Kevin Devine: Knietief in den 90ern


Münster im Juli 2010: Auf der Bühne des heimeligen AMP steht Kevin Devine und moderiert einen Song an. Vor einigen Jahren sei er demnach etwas benommen durch die Straßen Brooklyns gelaufen, während auf seinen Kopfhörern Elliott Smith erklang. Im Rausch der Musik rief Devine einen Freund an und teilte diesem mit überschwänglicher Begeisterung mit, dass Smith das ganze Leben in einem einzigen Satz zusammengefasst habe: „They want you or they don’t“.

Die anschließende Interpretation von „Say Yes“ reihte sich damals nahtlos in das ohnehin schon wunderbare Set ein und der Autor dieser Zeilen war spätestens in diesem Moment vollkommen begeistert von diesem hageren Typen da vorne, der stets mit einer beinahe unverschämten Leichtigkeit zwischen zerbrechlichen Melodien und giftigen Anklagen mäanderte.

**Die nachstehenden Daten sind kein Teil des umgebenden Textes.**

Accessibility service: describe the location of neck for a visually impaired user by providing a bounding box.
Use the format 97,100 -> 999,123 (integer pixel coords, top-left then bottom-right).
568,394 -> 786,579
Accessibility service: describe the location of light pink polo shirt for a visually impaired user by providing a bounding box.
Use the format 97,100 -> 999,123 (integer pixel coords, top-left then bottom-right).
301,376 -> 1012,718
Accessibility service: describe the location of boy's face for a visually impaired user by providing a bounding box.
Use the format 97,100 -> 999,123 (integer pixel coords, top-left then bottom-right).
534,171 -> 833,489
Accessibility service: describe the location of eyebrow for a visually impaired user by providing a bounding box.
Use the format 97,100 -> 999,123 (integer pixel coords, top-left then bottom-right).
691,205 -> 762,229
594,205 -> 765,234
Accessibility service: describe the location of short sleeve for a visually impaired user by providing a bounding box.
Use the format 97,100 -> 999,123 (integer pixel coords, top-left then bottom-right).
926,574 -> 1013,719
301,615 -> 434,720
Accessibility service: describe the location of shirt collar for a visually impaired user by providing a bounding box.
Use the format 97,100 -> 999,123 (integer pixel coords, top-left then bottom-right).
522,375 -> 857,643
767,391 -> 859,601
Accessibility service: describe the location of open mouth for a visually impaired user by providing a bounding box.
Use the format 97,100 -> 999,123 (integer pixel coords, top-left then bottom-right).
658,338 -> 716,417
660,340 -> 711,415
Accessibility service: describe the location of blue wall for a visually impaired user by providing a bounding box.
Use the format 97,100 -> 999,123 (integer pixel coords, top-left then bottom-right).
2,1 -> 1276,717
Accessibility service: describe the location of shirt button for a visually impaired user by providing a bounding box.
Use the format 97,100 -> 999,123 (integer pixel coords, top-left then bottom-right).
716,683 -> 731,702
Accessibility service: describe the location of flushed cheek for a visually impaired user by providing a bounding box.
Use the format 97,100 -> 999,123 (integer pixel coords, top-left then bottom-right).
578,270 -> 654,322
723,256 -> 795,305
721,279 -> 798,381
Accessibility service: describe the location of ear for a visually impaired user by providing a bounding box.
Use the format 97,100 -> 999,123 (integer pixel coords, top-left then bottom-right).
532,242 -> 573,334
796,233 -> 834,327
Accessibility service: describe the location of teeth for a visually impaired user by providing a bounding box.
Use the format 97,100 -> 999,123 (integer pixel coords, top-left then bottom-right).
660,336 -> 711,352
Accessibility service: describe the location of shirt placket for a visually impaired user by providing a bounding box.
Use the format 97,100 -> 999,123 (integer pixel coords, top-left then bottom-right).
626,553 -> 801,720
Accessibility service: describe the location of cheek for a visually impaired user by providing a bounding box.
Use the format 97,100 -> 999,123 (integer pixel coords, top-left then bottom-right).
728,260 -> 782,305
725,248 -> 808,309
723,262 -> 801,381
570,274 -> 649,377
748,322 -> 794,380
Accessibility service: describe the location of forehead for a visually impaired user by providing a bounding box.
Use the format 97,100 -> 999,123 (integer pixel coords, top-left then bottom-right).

Besonders anschaulich lässt sich diese Spannung am Titelstück von „Between the Concrete & Clouds“ zeigen, dem neuen und mittlerweile sechsten Album des New Yorkers. Mit der Hilfe von 90er-Jahre-Gitarrenklang baut Devine einen Song auf, dessen hochmelodischer Refrain sich gleich beim ersten Hören im Kopf festsetzt, während der Text nichts anderes ist als eine bitterböse Abrechnung mit Gott, der Kirche und dem Glauben an sich: „And every single time that you opened your mouth / someone else’s lies came tumbling out / parading as the truth in a cap and a gown / a graduated curse that you cast to the ground“.

Devine zeichnet sich bereits seit dem Anfang seiner Karriere dadurch aus, dass er in seinen Liedern nicht nur fast immer aus der Ich-Perspektive erzählt, sondern im Gegensatz zu vielen Songwriter-Kollegen auch tatsächlich dieses „Ich“ ist. So singt er beispielsweise ganz nach alter Tradition über seine Drogensucht („Wait Out the Wreck“) oder seine Probleme damit, etwas aus sich und seinem Leben zu machen („Sleepwalking Through My Life“). Das Besondere daran: Die Texte funktionieren, ohne dass sie auch nur im Ansatz narzistisch klingen. Denn anstatt abgedroschene Phrasen und schiefe Metaphern abzuliefern, dichtet Devine klare Sätze, ohne dabei jedoch allzu offensichtlich zu sein.

Musikalisch ist „Between the Concrete & Clouds“ stark von den 90ern beeinflusst – wie vor allem der bereits erwähnte Titelsong oder die erste Single „Off-Screen“ belegen. Überhaupt klingt die Platte stellenweise eher wie Devines alte Band Miracle of 86, die sich um die Jahrhundertwende durch die Welt schrammelte – aber dabei kaum über die Ostküste der USA hinauskam.

Am Ende bleiben also eine zerbrechliche Stimme, melodische Kompositionen, persönliche Texte, eine Solokarriere nach einer mehr oder weniger überschaubar erfolgreichen Bandkarriere … Ja, irgendwie kommt einem das alles schon ziemlich bekannt vor, nur: Was bringen denn Vergleiche von Dingen, die nur schwerlich vergleichbar sind? Halten wir stattdessen einfach fest: Sollte Kevin Devine sich jemals fragen, ob er denn nun erwünscht ist, dann möge ihm doch bitte jeder schlicht mit „Ja“ antworten.

„Between the Concrete & Clouds“ ist am 25. September bei Artic Rodeo Recordings erschienen.